Royal SHOCK CLAIM: How the Queen and Prince Philip ‘survived secret ASSASSINATION plot’

Queen Elizabeth II and the Duke of Edinburgh made an extensive tour of Australia in 1970 in connection with the bicentenary of Captain James Cook sailing up the country’s east coast in 1770. However, it was not until 2009 that claims of a secret plot to kill the monarch and her husband during their royal tour came to light.
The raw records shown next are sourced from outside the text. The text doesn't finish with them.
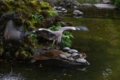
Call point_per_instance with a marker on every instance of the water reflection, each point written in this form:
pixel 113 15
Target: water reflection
pixel 101 46
pixel 11 76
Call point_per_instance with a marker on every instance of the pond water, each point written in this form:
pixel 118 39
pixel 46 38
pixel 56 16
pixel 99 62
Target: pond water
pixel 101 44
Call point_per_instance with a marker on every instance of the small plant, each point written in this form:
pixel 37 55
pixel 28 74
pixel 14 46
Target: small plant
pixel 65 41
pixel 37 16
pixel 34 38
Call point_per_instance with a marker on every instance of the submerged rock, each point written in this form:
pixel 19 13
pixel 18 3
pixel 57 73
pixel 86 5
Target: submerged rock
pixel 55 57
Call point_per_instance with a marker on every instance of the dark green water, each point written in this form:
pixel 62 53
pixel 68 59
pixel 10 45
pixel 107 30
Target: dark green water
pixel 101 44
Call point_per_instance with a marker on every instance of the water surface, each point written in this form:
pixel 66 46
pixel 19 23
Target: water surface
pixel 101 44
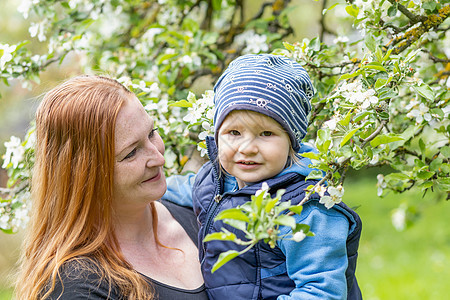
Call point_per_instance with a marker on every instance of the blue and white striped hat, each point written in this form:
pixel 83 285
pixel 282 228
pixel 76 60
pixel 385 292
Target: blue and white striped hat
pixel 272 85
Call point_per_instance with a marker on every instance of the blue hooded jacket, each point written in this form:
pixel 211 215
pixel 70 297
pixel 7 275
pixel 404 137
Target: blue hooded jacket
pixel 319 267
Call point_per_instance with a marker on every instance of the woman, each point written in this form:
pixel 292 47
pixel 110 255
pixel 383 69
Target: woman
pixel 97 229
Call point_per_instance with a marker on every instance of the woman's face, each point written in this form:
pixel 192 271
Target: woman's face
pixel 139 160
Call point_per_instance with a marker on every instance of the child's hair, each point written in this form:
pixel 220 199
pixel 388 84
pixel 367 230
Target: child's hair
pixel 272 85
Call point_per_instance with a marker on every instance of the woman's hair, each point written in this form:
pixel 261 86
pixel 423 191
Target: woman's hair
pixel 72 190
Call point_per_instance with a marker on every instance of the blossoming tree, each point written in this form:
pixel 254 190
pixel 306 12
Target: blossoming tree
pixel 380 69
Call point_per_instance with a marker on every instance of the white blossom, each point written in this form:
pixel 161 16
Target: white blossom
pixel 38 29
pixel 420 113
pixel 335 196
pixel 398 218
pixel 254 42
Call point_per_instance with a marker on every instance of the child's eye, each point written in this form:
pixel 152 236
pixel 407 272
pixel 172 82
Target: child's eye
pixel 152 133
pixel 130 155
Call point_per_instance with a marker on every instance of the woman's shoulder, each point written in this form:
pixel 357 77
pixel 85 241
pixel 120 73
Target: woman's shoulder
pixel 81 278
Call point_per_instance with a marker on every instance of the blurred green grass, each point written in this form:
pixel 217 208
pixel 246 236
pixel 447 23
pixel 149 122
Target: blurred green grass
pixel 412 264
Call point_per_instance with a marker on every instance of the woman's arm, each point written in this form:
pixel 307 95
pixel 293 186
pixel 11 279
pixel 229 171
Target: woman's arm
pixel 317 264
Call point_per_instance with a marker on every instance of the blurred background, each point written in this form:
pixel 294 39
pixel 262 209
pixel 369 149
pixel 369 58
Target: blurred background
pixel 413 263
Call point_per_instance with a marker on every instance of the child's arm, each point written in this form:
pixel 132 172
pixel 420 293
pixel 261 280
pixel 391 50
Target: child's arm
pixel 179 189
pixel 317 264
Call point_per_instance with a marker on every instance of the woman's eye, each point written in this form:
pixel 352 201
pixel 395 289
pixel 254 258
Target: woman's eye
pixel 131 154
pixel 152 133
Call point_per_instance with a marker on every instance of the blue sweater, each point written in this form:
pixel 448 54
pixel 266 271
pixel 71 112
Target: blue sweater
pixel 319 267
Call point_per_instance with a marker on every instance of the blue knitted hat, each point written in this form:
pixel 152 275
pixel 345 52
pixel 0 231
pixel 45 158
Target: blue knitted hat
pixel 272 85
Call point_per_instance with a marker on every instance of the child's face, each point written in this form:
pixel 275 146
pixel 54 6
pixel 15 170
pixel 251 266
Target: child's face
pixel 252 146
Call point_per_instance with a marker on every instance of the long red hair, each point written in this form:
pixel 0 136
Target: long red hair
pixel 72 189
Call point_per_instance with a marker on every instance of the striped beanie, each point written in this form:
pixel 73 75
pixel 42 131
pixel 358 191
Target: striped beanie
pixel 272 85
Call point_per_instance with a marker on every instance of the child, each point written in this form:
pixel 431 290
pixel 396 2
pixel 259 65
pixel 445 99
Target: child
pixel 262 103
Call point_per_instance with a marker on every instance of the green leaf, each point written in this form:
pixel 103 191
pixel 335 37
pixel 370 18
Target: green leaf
pixel 344 122
pixel 445 151
pixel 430 6
pixel 232 213
pixel 285 221
pixel 257 202
pixel 392 10
pixel 348 136
pixel 385 139
pixel 361 116
pixel 271 205
pixel 425 91
pixel 288 46
pixel 223 236
pixel 422 146
pixel 297 209
pixel 224 258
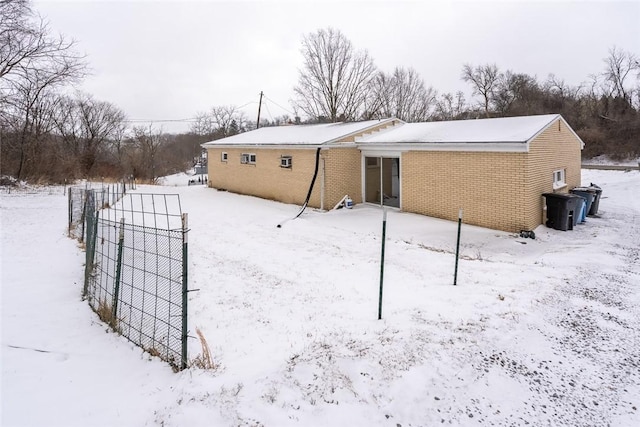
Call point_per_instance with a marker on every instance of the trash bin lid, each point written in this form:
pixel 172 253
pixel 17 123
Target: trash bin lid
pixel 563 196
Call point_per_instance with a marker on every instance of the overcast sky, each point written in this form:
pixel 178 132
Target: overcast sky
pixel 161 60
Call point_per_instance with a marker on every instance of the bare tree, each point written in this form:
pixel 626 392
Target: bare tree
pixel 619 66
pixel 220 122
pixel 483 80
pixel 147 142
pixel 32 66
pixel 450 106
pixel 402 95
pixel 334 80
pixel 88 126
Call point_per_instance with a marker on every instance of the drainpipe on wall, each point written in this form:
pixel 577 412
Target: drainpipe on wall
pixel 322 185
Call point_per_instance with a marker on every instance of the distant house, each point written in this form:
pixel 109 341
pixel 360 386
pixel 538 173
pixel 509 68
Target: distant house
pixel 496 170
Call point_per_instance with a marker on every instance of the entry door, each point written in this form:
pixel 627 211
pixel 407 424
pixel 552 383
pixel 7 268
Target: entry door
pixel 382 181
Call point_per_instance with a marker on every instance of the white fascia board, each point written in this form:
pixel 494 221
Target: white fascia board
pixel 381 153
pixel 552 122
pixel 363 130
pixel 267 146
pixel 490 147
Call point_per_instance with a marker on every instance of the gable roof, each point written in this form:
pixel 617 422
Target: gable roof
pixel 498 130
pixel 298 134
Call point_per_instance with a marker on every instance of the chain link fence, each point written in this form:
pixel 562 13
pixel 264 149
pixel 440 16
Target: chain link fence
pixel 136 268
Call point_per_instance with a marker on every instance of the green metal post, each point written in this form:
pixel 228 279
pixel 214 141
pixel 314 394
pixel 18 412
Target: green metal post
pixel 70 206
pixel 90 254
pixel 384 232
pixel 185 270
pixel 116 289
pixel 455 274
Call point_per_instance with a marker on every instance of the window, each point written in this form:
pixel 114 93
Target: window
pixel 248 158
pixel 558 179
pixel 285 162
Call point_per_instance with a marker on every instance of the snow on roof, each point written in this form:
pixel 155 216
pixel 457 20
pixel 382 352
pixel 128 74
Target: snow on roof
pixel 296 134
pixel 507 129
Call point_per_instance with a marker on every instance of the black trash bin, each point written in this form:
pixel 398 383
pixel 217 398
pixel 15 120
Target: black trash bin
pixel 580 212
pixel 588 194
pixel 561 210
pixel 596 199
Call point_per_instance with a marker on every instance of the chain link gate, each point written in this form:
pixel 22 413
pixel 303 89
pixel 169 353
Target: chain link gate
pixel 136 275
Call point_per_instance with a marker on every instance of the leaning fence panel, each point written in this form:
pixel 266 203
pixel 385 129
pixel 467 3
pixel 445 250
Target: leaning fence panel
pixel 136 274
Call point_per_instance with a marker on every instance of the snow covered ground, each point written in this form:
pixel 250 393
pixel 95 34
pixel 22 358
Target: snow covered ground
pixel 538 332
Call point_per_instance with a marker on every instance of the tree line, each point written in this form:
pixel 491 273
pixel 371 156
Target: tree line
pixel 340 83
pixel 50 133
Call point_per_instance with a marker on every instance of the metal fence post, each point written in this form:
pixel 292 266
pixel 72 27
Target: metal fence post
pixel 455 274
pixel 116 289
pixel 70 206
pixel 384 233
pixel 185 270
pixel 90 253
pixel 84 214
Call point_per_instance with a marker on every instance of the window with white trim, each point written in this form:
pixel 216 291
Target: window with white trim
pixel 559 179
pixel 286 162
pixel 373 162
pixel 248 158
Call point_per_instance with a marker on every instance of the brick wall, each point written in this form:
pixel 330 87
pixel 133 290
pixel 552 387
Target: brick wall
pixel 489 187
pixel 555 148
pixel 496 190
pixel 266 178
pixel 342 175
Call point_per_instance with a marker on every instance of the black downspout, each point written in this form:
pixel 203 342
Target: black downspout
pixel 313 181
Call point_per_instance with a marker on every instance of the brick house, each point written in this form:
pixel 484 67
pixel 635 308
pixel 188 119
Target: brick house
pixel 494 169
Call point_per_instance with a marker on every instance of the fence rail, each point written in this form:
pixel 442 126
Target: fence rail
pixel 136 274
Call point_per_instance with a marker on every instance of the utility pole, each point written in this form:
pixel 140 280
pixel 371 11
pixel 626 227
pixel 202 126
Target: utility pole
pixel 259 107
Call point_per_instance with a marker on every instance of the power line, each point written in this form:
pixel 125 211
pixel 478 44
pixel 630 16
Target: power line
pixel 285 109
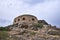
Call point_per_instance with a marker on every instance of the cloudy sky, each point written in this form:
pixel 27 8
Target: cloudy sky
pixel 48 10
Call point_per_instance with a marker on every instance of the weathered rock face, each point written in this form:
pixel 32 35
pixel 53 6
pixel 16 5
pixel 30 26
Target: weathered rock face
pixel 28 27
pixel 29 19
pixel 29 34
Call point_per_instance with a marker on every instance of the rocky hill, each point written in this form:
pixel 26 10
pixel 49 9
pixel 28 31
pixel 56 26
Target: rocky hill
pixel 40 31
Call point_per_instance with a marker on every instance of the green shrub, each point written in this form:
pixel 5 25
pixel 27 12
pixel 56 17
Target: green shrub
pixel 3 35
pixel 33 33
pixel 54 33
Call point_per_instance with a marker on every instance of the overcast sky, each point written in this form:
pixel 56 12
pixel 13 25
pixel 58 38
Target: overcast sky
pixel 49 10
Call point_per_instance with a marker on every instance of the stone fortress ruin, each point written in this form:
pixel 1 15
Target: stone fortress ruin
pixel 24 28
pixel 29 19
pixel 26 20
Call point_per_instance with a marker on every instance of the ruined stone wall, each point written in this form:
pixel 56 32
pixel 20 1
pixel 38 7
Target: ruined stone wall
pixel 25 19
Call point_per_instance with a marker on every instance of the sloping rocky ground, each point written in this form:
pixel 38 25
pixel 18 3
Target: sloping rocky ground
pixel 47 32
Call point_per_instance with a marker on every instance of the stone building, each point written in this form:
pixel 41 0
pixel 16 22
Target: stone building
pixel 25 19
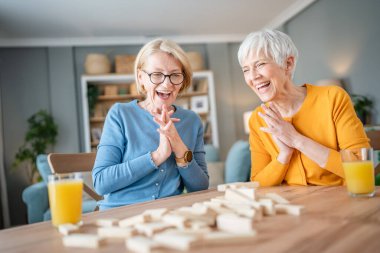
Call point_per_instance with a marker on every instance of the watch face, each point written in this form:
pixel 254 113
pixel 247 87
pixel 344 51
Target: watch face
pixel 188 156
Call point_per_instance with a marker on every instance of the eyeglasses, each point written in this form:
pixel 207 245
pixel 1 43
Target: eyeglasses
pixel 159 78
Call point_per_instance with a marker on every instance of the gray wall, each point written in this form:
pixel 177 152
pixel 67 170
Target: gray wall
pixel 340 38
pixel 32 79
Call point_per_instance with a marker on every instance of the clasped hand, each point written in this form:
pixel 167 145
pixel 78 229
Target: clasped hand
pixel 170 141
pixel 284 134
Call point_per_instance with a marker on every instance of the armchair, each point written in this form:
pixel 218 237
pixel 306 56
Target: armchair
pixel 236 168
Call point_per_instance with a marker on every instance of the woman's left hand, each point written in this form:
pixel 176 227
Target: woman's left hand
pixel 278 127
pixel 168 129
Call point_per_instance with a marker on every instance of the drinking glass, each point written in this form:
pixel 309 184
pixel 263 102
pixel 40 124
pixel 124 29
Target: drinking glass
pixel 359 172
pixel 65 198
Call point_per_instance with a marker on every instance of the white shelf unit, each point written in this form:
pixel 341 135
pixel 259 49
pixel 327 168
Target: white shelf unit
pixel 115 79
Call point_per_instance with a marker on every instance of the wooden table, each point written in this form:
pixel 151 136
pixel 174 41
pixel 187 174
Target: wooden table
pixel 332 222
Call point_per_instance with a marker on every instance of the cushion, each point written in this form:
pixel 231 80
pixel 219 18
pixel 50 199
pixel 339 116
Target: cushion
pixel 43 167
pixel 238 163
pixel 212 153
pixel 216 173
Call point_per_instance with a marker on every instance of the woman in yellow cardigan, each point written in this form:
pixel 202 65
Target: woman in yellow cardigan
pixel 296 134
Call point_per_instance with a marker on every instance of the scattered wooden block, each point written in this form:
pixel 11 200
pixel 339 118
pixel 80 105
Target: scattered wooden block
pixel 276 198
pixel 142 244
pixel 68 228
pixel 83 241
pixel 156 214
pixel 289 209
pixel 107 222
pixel 234 224
pixel 248 192
pixel 246 211
pixel 131 221
pixel 116 232
pixel 178 240
pixel 149 229
pixel 268 206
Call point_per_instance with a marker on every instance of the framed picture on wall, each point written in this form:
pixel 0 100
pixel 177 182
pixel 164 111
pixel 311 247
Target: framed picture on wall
pixel 199 104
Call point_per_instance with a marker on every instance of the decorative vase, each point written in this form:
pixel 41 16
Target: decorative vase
pixel 97 64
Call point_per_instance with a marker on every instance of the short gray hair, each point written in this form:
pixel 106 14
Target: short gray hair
pixel 274 44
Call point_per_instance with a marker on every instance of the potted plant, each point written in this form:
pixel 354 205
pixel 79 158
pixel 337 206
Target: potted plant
pixel 363 107
pixel 92 97
pixel 42 131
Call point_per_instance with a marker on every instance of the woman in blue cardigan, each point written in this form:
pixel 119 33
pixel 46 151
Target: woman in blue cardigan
pixel 152 149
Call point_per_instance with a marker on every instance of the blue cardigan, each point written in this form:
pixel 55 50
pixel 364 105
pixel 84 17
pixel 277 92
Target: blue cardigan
pixel 124 172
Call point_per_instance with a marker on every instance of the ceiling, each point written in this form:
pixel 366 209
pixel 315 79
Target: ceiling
pixel 96 22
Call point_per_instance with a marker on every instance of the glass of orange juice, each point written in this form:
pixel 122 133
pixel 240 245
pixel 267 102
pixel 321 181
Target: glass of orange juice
pixel 65 198
pixel 359 172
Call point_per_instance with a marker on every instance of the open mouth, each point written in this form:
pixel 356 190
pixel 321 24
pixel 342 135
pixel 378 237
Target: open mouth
pixel 262 86
pixel 163 94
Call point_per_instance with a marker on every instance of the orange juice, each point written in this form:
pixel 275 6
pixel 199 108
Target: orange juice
pixel 65 198
pixel 360 177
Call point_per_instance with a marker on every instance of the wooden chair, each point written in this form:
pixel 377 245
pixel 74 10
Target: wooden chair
pixel 78 162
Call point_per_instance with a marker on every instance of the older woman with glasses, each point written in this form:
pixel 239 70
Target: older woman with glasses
pixel 152 149
pixel 298 131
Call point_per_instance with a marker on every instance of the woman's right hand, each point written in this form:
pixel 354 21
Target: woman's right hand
pixel 164 149
pixel 285 153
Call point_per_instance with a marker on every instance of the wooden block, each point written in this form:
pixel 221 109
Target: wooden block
pixel 224 187
pixel 116 232
pixel 289 209
pixel 68 228
pixel 157 213
pixel 149 229
pixel 200 226
pixel 251 185
pixel 107 222
pixel 276 198
pixel 142 244
pixel 131 221
pixel 246 211
pixel 219 238
pixel 177 240
pixel 234 223
pixel 249 192
pixel 176 220
pixel 268 206
pixel 83 241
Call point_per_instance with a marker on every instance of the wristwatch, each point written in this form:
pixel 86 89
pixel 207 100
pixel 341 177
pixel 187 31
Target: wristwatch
pixel 187 157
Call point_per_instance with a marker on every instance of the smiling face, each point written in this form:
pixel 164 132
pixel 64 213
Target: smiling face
pixel 265 77
pixel 166 92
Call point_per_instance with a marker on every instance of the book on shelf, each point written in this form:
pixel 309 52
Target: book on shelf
pixel 199 104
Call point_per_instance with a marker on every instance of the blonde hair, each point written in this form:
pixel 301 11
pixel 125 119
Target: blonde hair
pixel 274 44
pixel 167 46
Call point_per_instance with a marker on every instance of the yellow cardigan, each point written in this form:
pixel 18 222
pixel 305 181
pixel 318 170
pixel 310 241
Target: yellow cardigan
pixel 327 116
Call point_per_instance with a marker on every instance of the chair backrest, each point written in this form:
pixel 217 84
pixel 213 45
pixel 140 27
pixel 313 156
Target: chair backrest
pixel 78 162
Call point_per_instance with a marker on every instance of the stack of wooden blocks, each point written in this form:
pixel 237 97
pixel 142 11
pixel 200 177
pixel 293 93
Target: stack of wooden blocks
pixel 223 220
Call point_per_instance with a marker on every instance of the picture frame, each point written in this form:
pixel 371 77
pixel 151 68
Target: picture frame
pixel 199 104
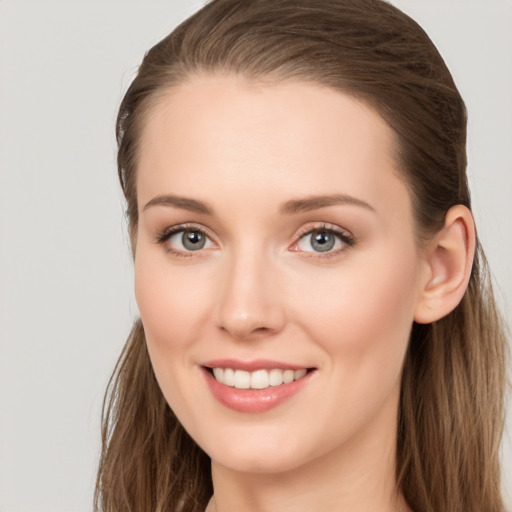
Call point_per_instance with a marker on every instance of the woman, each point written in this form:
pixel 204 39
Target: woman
pixel 317 331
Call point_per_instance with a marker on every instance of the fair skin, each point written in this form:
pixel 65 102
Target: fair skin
pixel 331 286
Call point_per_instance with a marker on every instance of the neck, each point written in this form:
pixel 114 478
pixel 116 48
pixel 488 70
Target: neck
pixel 357 477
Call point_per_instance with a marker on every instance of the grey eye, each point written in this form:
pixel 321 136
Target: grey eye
pixel 193 240
pixel 189 240
pixel 320 240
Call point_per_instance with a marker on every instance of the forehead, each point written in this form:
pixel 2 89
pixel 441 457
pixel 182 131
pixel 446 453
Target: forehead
pixel 227 133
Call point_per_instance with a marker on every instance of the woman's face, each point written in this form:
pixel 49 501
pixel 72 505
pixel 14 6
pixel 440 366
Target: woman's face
pixel 275 234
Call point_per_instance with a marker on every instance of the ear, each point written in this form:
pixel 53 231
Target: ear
pixel 448 262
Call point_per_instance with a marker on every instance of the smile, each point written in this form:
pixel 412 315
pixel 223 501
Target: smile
pixel 255 387
pixel 259 379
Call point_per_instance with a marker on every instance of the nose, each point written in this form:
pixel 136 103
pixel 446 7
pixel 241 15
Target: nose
pixel 250 303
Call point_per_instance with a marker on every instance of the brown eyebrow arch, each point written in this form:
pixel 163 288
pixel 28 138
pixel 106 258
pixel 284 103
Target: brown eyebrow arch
pixel 307 204
pixel 185 203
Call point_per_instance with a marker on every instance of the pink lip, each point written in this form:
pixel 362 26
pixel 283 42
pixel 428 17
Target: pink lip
pixel 253 400
pixel 251 366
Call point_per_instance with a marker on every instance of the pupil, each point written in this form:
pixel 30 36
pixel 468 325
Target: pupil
pixel 193 240
pixel 322 241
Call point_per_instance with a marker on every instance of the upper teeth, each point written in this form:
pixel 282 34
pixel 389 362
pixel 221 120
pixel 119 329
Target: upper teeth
pixel 260 379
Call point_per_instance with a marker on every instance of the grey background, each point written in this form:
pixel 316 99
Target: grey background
pixel 66 300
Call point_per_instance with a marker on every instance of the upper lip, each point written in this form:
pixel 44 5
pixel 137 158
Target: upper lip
pixel 250 366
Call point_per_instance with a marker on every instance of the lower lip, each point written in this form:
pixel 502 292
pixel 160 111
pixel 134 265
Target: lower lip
pixel 254 400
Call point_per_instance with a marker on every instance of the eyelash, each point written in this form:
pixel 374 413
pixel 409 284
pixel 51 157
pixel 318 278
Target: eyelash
pixel 344 236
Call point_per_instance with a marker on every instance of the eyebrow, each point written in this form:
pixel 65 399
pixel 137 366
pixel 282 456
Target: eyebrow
pixel 185 203
pixel 290 207
pixel 307 204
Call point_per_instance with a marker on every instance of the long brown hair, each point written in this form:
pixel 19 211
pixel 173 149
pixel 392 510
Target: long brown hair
pixel 451 411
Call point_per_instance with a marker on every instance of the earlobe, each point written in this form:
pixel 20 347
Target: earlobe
pixel 449 259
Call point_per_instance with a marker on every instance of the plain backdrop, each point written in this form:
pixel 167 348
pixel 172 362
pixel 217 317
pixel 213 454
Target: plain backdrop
pixel 66 300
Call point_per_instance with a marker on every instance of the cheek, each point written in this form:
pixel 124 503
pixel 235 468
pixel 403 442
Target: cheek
pixel 363 313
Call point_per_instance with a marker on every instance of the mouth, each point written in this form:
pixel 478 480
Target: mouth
pixel 258 379
pixel 257 386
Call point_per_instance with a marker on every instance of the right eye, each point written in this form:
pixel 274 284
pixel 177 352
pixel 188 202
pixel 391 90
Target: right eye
pixel 180 240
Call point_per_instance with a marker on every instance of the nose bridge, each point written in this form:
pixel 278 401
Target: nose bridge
pixel 249 302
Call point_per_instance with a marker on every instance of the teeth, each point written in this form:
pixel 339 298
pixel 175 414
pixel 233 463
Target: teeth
pixel 259 379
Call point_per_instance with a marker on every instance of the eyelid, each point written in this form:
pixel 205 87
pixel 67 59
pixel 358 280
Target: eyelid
pixel 347 239
pixel 163 236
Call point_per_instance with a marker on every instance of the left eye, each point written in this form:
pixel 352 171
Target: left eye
pixel 320 240
pixel 189 240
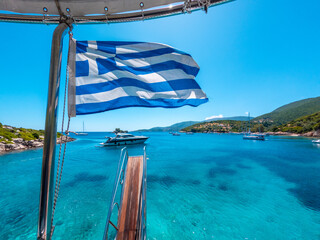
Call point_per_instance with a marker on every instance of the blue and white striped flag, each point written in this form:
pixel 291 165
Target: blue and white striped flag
pixel 111 75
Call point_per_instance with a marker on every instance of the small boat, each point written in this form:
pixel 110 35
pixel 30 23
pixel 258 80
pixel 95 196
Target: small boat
pixel 82 133
pixel 124 139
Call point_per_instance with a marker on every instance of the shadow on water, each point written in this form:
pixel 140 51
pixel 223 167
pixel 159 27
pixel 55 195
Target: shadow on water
pixel 166 181
pixel 290 167
pixel 86 177
pixel 220 170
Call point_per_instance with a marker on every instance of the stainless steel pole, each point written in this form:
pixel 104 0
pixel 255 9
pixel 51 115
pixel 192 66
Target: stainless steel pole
pixel 48 159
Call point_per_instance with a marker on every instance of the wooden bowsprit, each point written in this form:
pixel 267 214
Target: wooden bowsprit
pixel 131 220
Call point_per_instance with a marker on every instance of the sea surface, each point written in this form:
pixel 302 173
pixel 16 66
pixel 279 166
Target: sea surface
pixel 201 186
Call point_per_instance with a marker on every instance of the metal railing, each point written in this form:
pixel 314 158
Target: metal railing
pixel 186 6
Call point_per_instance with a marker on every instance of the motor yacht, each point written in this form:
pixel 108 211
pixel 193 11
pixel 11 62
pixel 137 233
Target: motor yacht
pixel 124 139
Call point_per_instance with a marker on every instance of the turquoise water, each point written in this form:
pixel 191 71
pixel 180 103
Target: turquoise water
pixel 201 186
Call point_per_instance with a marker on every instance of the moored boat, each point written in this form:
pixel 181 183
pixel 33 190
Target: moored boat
pixel 124 139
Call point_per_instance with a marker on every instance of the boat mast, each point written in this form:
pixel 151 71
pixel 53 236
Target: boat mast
pixel 249 122
pixel 48 159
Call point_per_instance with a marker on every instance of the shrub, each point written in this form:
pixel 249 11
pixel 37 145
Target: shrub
pixel 36 135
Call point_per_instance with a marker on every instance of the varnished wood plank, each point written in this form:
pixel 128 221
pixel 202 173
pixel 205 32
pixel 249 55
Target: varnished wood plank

Detective Superintendent Cliff McHardy, 81, decided to break his silence in an interview in his local newspaper, the Lithgow Mercury, to shed light on what he saw as one of the great unsolved mysteries of his long police career.

The late Mr McHardy said that on April 29, 1970, the Queen and Prince Philip were travelling by train to the farming town of Orange.

When the train was near the Blue Mountains town of Lithgow, two hours to the west of Sydney, it struck a large log wedged across the rails.

Mr McHardy insisted that it was an act of deliberate sabotage to derail the train and suggested the act could have killed the royal couple.

He told the publication that the “catastrophe” was only averted because the train driver was travelling slowly.

He said: “If the train had reached its normal speed it would have plunged off the tracks and into an embankment.

“My investigations showed that the log was deliberately placed on the tracks.”

Instead, the log reportedly got stuck underneath the front wheels.

According to his report, a security “sweeper” train checking the line an hour before the Queen’s arrival had found nothing, which led him to believe the culprits had knowledge of the official train’s schedule.

Mr McHardy said police investigating the incident were ordered to keep details quiet to avoid embarrassing Australia.

However, after he came forward almost 40 years later, in 2009, a spokesman for New South Wales Police said officials were looking into Mr McHardy’s story to determine its validity.

He explained: “They said keep it out of the press because the Queen is still out here and if it had broken the next morning there would have been all sorts of trouble and we can do without that in a small country town.”

He said that he had decided to speak out now in the hope that “it would prompt the people responsible to come forward and own up”.

At the time, Buckingham Palace denied all knowledge of the incident.

If Mr McHardy’s claims were valid, it would not be the first time a royal has been in a “near-miss”.

Similarly, Prince Charles was also a victim of an “assassination attempt” in Australia.

On Australia Day, 24 years ago, the heir to the throne was about to commence handing out awards at a ceremony in Sydney’s Darling Harbour, when a former anthropology student fired two shots and jumped on the stage simultaneously.

The celebration continued afterwards, and the unhurt Prince made no comment on the incident.